05:00.0 VGA compatible controller [0300]: NVIDIA Corporation GM200 [GeForce GTX TITAN X] [10de:17c2] (rev a1) (prog-if 00 [VGA controller])
06:00.0 VGA compatible controller [0300]: NVIDIA Corporation GM200 [GeForce GTX TITAN X] [10de:17c2] (rev a1) (prog-if 00 [VGA controller])
07:00.0 VGA compatible controller [0300]: NVIDIA Corporation GM200 [GeForce GTX TITAN X] [10de:17c2] (rev a1) (prog-if 00 [VGA controller])
0d:00.0 VGA compatible controller [0300]: NVIDIA Corporation GM200 [GeForce GTX TITAN X] [10de:17c2] (rev a1) (prog-if 00 [VGA controller])
0e:00.0 VGA compatible controller [0300]: NVIDIA Corporation GM200 [GeForce GTX TITAN X] [10de:17c2] (rev a1) (prog-if 00 [VGA controller])
0f:00.0 VGA compatible controller [0300]: NVIDIA Corporation GM200 [GeForce GTX TITAN X] [10de:17c2] (rev a1) (prog-if 00 [VGA controller])
10:00.0 VGA compatible controller [0300]: NVIDIA Corporation GM200 [GeForce GTX TITAN X] [10de:17c2] (rev a1) (prog-if 00 [VGA controller])

This is with 0 VM instances running that have a GPU associated with them.

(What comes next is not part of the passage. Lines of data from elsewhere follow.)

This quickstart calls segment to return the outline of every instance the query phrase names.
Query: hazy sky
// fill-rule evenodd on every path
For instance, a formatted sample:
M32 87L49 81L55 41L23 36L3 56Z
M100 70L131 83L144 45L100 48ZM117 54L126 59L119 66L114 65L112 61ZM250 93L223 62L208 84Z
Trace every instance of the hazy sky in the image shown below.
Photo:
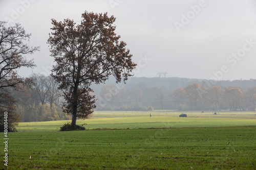
M116 32L138 64L136 77L158 71L216 80L256 79L255 0L1 0L0 20L31 33L29 56L37 67L20 75L49 75L53 58L46 43L51 18L77 23L85 11L116 17Z

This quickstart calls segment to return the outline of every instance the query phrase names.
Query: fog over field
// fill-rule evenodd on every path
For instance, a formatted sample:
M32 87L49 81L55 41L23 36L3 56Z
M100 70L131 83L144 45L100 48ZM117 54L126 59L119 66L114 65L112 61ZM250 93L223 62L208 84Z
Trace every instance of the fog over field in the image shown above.
M116 17L116 33L138 64L135 77L256 79L256 2L254 0L1 0L0 20L18 22L31 33L28 56L37 67L21 76L48 76L53 58L46 43L51 18L74 19L85 11Z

At this point after a fresh reboot I started and stopped multiple VMs (started 3x VMs each with 1 GPU attached). Stopped them, and started them back up. No issues. I did that a few more times and then randomly I saw this appear when running lspci -vnnn | grep VGA on one of the cards.

 0d:00.0 VGA compatible controller [0300]: NVIDIA Corporation GM200 [GeForce GTX TITAN X] [10de:17c2] (rev ff) (prog-if ff)

I've got 2 machines running with a GPU attached, now at this point any time I try to start another VM with a GPU I get the no hosts found error. So what I *think* is happening is.

After rebooting the host machine none of the GPUS are in that weird (prog-if ff) state. At that point the VMs start up fine with a GPU, until one of the GPUs go into that "(rev ff) (prog-if ff) state. At that point any time OS tries to schedule a new VM to be created it is trying to use the GPU that is "(rev ff) (prog-if)", since it is marked as available in the MySQL database. At that point no other VMs can be created with a VM.

Whatever is causing the GPUs to go into the (rev ff) (prog-if ff) state I'm not sure. All I am doing is creating the VM, seeing if it launches successfully, logging into it, making sure the VM has a GPU associated with the VM and then deleting it from OS.

I'm using the CentOS7 image to test with from here. http://docs.openstack.org/image-guide/obtain-images.html

I'm going to try to debug this issue some more to see if I can narrow down the cause of the cards going into that odd state.